Press "Enter" to skip to content

Libres pensées d'un mathématicien ordinaire Posts

Back to basics : from LDP to CLT

1820 watercolor caricatures of the French mathematicians Adrien-Marie Legendre (left) and Joseph Fourier (right) by French artist Julien-Léopold Boilly.
1820 watercolor caricatures of Adrien-Marie Legendre (left) and Joseph Fourier by Julien-Léopold Boilly (1796 — 1874).

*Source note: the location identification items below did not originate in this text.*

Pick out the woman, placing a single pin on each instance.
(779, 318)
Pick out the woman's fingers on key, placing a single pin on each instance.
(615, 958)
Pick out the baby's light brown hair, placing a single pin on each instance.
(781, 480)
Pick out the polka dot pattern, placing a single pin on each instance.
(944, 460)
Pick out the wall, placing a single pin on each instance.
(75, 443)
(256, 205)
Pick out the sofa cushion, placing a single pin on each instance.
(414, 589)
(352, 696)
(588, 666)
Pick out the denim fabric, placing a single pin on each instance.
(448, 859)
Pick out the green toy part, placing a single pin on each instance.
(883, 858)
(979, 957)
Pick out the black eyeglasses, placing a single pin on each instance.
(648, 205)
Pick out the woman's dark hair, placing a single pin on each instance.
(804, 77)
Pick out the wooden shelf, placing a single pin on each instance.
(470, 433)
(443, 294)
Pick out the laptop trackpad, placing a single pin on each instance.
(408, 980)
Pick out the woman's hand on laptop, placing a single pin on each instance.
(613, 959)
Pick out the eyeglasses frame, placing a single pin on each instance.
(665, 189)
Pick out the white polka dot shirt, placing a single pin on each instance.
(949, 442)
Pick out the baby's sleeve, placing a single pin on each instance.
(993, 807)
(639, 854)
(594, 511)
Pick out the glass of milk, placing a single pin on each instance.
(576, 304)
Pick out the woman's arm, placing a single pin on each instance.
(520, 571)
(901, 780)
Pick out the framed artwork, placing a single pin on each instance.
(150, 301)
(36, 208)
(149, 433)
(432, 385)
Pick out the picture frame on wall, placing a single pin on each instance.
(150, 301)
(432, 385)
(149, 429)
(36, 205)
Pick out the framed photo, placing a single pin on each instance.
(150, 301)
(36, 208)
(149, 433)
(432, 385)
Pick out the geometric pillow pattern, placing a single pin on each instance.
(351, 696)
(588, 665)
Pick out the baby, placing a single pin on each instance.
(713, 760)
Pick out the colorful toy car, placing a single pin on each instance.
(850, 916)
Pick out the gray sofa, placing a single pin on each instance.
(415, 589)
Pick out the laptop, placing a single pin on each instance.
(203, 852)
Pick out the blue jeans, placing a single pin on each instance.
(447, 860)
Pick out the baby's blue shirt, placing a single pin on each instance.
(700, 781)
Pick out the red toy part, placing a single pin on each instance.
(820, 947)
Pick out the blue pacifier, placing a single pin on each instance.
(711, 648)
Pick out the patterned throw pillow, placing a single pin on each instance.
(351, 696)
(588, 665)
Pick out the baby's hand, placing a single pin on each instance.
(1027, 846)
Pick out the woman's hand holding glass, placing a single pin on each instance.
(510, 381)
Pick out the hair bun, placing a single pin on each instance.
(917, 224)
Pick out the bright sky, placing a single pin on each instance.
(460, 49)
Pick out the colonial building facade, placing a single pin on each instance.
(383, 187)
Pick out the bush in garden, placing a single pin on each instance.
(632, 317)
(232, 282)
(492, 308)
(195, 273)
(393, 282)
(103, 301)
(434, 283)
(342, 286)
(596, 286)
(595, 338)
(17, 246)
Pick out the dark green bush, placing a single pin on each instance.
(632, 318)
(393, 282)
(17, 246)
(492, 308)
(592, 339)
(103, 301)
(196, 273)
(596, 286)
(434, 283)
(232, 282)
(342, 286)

This post is about a link between large deviations inequalities and the central limit phenomenon. In a nutshell, for the random walk $S_n:=X_1+\cdots+X_n$ where $X_1,\ldots,X_n$ are independent copies on a real random variables $X$, the Markov inequality yields, for all $x$,
$$
\mathbb{P}\Bigr(\frac{S_n}{n}\geq x\Bigr)
\overset{\lambda>0}{=}
\mathbb{P}(\mathrm{e}^{\lambda S_n}\geq\mathrm{e}^{n\lambda x})
\leq\mathrm{e}^{-n\sup_{\lambda\geq0}(\lambda x-\log\mathbb{E}(\mathrm{e}^{\lambda X}))}.
$$ The variational function of $x$ in the right hand side reminds the Legendre transform of the log-Laplace transform, known as the Cramér transform. When $X$ has finite exponential moments, we obtain, for $x=\mathbb{E}(X)+r$, a reinforcement of the law of large numbers in terms of an exponential deviation inequality for $\frac{S_n}{n}$ from $\mathbb{E}(X)$. This leads to the Cramér large deviations principle. When $x=\mathbb{E}(X)+\frac{r}{\sqrt{n}}$, the left hand side is at the CLT scale and the right hand side leads to the second derivative, at $\mathbb{E}(X)$, of the Cramér transform, which turns out to be $\frac{1}{\mathrm{Var}(X)}$, making the upper bound Gaussian in accordance with the CLT.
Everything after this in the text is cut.